There’s nothing like hearing about history from those who saw it happening first-hand.
In the clip below, from a 1978 interview between the suffragist Isola Dodic and Marjorie DeFazio, Dodic describes participating in the suffrage march of 1913, which took place the day before Woodrow Wilson’s inauguration. It was a moment that TIME would later credit as instrumental to the eventual expansion of the vote: “In 1913 some 5,000 women, many of them bloomer-clad, marched down Washington’s Pennsylvania Avenue carrying placards addressed to Woodrow Wilson: MR. PRESIDENT! HOW LONG MUST WOMEN WAIT FOR LIBERTY? About 200 women were roughed up by unsympathetic bystanders, and 169 were arrested for obstructing traffic in front of the White House,” the magazine recalled in 1972. “Anger over the shabby treatment of the demonstrators, plus the momentum of state women‘s suffrage movements—Wyoming in 1890 was the first to enfranchise women—finally got women the vote throughout the U.S. with ratification of the 19th Amendment in 1920.”

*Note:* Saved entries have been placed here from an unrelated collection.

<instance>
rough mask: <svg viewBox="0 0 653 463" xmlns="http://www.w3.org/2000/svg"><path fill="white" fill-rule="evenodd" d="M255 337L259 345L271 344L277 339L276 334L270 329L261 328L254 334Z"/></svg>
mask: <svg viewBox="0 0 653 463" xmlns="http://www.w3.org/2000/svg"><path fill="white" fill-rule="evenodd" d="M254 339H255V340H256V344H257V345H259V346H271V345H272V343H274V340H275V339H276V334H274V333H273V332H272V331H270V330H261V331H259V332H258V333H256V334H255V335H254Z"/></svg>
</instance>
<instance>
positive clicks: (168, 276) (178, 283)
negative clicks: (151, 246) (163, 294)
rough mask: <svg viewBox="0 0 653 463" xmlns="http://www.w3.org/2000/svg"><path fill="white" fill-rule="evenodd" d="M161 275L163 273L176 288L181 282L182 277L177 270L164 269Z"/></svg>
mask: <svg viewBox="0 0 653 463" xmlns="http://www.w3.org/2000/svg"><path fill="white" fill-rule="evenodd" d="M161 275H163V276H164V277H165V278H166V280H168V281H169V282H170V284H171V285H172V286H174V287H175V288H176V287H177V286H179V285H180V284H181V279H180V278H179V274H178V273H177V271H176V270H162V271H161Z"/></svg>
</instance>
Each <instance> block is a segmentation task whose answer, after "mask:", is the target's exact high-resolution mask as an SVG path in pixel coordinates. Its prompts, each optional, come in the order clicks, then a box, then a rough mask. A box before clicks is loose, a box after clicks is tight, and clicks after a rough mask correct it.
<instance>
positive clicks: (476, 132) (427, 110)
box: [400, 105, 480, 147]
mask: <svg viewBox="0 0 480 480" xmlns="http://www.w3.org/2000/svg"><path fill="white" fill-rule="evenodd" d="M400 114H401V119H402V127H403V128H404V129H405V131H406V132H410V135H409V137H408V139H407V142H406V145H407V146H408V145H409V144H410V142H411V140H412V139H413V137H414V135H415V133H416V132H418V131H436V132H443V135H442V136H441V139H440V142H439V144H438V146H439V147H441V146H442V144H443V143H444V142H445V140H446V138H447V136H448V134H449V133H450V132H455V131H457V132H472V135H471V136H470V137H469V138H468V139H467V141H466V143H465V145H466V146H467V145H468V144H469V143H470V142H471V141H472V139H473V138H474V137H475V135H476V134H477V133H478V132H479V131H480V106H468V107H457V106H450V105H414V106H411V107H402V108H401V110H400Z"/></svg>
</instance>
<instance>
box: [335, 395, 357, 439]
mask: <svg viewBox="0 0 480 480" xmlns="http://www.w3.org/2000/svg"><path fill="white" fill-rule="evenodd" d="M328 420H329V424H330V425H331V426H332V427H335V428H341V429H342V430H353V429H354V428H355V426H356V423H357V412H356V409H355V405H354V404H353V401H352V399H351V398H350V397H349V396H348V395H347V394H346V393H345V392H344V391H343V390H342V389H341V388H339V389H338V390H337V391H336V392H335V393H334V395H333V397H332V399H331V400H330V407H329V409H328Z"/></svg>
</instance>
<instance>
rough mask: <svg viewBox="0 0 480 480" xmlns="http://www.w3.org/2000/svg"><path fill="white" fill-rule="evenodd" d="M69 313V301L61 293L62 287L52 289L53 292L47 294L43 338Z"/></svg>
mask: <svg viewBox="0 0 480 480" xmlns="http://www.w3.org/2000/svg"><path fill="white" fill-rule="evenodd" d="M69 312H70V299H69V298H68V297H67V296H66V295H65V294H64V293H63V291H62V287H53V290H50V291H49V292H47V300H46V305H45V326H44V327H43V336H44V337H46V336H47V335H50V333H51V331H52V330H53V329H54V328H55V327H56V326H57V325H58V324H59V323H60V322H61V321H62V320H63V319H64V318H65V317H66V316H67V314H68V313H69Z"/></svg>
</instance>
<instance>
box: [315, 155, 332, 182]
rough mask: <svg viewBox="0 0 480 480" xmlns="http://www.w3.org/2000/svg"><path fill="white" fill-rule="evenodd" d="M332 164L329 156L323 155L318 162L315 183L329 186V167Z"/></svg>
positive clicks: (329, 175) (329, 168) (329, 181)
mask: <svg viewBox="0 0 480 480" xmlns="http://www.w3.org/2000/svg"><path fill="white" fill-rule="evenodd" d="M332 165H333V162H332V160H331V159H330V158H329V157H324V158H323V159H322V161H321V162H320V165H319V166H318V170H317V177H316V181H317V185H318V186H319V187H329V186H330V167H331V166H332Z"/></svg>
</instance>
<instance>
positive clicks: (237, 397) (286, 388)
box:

Listen as Dodic recounts marching around the White House and its parallels to the biblical story of Joshua’s troops marching around the walls of Jericho before the city fell:
The Radio Preservation Task Force, born of a project at the Library of Congress, is working to preserve and classify the nation’s audio history. In recent years, as many radio stations have changed ownership, many old tapes have been discarded and lost. The Pacifica Radio Archives, one of the archives that’s part of the project, has 70,000 reel-to-reel analog tapes, a small selection of which, like the clip above, are already online.